British Public Opposition to Shale Gas on the Rise, Says Nottingham University
British public support to shale gas continues to wane, with the indicator designed by the University of Nottingham falling from +26.3% in September to 22.7%.
The results of the long-running survey on UK’s attitudes towards unconventional gas suggest that local opposition grows, despite the attempts of the British government to increase the interests at stake. The indicator was +33.4% in July 2013.
“This suggests that the turn against fracking indicated in September was not a blip and may represent an increasing sense of unease with the environmental implications of fracking techniques amongst the UK public,” Professor Sarah O’Hara, from the University’s School of Geography, commented in a note released on Wednesday.
O’Hara, who led the study along with Professor Matthew Humphrey from the School of Political and International Relations, added that community benefits could be not the ideal instruments to convince population.

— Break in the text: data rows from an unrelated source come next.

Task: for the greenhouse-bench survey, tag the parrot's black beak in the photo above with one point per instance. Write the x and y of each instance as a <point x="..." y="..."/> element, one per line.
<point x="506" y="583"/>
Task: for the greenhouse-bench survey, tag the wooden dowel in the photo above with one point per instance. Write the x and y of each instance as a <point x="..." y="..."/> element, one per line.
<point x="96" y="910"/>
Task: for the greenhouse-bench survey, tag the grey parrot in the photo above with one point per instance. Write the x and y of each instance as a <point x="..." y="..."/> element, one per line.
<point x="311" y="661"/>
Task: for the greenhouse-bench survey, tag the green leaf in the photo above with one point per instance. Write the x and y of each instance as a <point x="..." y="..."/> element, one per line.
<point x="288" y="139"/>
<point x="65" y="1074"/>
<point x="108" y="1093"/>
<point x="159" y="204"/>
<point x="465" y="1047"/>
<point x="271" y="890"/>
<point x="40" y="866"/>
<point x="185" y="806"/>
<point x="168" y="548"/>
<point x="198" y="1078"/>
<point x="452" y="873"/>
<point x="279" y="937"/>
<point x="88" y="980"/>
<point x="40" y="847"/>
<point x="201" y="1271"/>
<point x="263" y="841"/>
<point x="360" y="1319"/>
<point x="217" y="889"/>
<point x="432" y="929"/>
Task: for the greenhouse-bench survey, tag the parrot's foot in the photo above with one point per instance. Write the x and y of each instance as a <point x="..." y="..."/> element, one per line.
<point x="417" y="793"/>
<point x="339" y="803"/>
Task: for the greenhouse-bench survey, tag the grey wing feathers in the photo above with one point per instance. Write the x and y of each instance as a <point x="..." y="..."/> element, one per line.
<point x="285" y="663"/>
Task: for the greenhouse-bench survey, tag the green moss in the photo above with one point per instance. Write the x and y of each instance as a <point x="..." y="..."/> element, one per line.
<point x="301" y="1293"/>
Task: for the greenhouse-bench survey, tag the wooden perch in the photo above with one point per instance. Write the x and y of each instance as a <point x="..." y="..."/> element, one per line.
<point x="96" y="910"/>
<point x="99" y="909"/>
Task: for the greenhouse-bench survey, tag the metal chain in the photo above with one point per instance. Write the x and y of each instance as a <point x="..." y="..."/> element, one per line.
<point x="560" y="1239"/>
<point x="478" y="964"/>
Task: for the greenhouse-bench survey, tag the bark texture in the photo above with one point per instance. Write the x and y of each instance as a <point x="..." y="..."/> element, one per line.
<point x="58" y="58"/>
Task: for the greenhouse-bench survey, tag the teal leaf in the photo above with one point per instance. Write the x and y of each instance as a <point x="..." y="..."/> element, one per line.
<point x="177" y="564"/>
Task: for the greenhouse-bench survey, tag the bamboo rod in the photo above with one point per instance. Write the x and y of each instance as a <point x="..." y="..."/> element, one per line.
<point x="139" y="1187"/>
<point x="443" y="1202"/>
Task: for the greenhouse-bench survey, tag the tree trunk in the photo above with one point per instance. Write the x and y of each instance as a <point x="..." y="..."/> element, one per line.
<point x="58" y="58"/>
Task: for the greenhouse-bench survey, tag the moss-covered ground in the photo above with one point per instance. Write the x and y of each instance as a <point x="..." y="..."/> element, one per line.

“The public are not convinced that the payment of compensation to communities in areas where fracking will take place represents a community benefit, but more an attempt to get the community’s support for fracking in their area, which may signal that payments such as these could be seen as a means of buying off potential opposition. In which case, this is a strategy in need of review,” O’Hara commented in the press release.
According to the University of Nottingham, the January survey is the largest survey undertaken so far, with 3,751 respondents interviewed between 22 and 24 January.